During a recent visit to Ann Arbor, Michigan (location of the 170th Convention, August 3-6, 2011) I got a wonderful tour of the U of M campus.  The highlights of the tour included the Law school– and it’s very cool underground library– and the UM Museum of Art.  As interesting as those two were, the undisputed heavyweight champion of the tour was the Paleontology Museum (also known as  “holy cow,  dinosaurs were freaking huge”)  I know, I know, dinosaurs are so elementary school.  This, however, was my first encounter with enormous fossil creations.  The experience was overwhelming.

Holy cow, that's freaking huge.

As I wandered the museum with Br. Ramzy Khabbaz (E `12) he expressed his disappointment that more students didn’t know this treasure existed.  Ranked the fourth largest university collection in the U.S., this museum had some stuff that really blew my mind.  “You’re trying to tell me that something this cool goes unnoticed here amongst students?”  He replied “yea, people don’t even know that it exists.”

This got me thinking.  If the typical student doesn’t know that there are humongous dinosaur fossils lurking on their campus, how in the heck can we expect them to know that your Alpha of Chi Psi exists?  To take it a step further, imagine this–if I polled every student on your campus how many would know your Alpha exists?  What percentage of students could name at least one Brother in your Alpha?

I had to learn more. “So does the museum advertise anywhere on campus?” Not really. “How did you find out about it?”  I just stumbled upon it because one of the Brothers is a Paleontology major.

Here are some things that I’m willing to guess:

1) Like the museum and its workers, you probably think your Alpha is a pretty big deal.

2) Also like the museum, many of your Brothers probably stumbled upon Chi Psi because the knew one or two people in it.

3) Your Alpha, like the museum, has some pretty cool stuff going for it.

So what’s the difference?  That depends.

If your biggest selling point is your Lodge, chances are that you’re in trouble.  Similar to the museum, it’s just a building.  There are lots of cool buildings on campuses –academic, fraternity houses, stadiums, whatever.

It isn’t the building that makes the experience, it’s what’s inside.  Here is where the museum and your Alpha differ; fossils aren’t interactive (unless you’re Ben Stiller).  No matter how hard you try, you are not going to have a conversation with fossils, study with them, go to bars with them or play IMs with them.

Like the museum, it doesn’t matter how much you advertise, how big of banners you hang on your building or how many fliers you hand out.  At the end of the day, it’s all about personal relationships and word of mouth.

Turn to page 272 in your Chi Psi Story.  It talks about Chi Psi being a ‘thing of spirit.’  It states that Chi Psi is for handclasps and for song.

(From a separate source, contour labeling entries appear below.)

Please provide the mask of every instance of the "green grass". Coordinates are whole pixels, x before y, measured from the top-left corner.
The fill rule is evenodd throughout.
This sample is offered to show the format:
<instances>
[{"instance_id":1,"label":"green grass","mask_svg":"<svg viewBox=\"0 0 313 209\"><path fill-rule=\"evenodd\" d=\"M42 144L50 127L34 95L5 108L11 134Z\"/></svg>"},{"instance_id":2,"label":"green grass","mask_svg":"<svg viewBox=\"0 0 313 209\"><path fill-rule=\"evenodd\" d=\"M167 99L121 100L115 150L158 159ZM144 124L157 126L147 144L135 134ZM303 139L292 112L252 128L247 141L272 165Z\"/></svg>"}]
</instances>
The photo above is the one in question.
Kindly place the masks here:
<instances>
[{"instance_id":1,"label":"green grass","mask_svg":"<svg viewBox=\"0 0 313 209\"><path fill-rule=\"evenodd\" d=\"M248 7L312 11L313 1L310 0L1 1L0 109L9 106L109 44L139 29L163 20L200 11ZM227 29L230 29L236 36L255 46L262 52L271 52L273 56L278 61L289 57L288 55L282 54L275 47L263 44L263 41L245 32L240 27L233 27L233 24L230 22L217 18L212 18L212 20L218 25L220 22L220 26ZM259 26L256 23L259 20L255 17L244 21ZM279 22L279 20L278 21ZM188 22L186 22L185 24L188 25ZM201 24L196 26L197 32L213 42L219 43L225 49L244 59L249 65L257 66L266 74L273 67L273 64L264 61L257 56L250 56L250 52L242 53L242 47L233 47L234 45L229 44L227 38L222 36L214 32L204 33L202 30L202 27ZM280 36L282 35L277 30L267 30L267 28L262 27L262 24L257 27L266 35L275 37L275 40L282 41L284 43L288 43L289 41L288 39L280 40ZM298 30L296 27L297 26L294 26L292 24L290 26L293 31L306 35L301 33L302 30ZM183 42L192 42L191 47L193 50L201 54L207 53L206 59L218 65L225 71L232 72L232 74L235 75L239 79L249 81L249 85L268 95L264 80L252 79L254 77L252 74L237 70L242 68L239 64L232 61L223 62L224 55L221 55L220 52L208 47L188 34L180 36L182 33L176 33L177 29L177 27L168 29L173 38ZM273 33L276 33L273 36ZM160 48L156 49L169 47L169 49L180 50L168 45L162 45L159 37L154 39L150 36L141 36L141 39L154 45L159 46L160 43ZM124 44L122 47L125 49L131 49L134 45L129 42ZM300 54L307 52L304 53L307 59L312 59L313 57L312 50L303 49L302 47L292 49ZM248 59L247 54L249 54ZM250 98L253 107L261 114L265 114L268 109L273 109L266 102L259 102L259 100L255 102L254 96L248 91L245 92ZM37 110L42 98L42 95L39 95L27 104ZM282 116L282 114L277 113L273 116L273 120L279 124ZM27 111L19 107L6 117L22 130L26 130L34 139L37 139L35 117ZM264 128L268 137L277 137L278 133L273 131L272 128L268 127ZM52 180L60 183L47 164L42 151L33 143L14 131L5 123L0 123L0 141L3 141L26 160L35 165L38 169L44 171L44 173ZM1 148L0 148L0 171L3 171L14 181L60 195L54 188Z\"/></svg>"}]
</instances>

Fraternity is about relationships, the relationships you have with your Brothers and the relationships you have with other students.  Want to improve your reputation on campus? Quit focusing on ‘getting your name out there’ and start focusing on getting your Brothers ‘out there’ and onto campus.  Do a philanthropy and outreach ON CAMPUS (see: Alpha Xi’s hot cocoa giveaway).  Get involved with other university organizations.  Go to sporting events.  Eat together at the student union.  Be seen and be seen interacting with non-Chi Psis.

At the end of the day if you want people to know your Alpha exists then you’ve got to be present on campus.  Take steps to grow your personal network and one person at a time, your Alpha’s reputation will improve.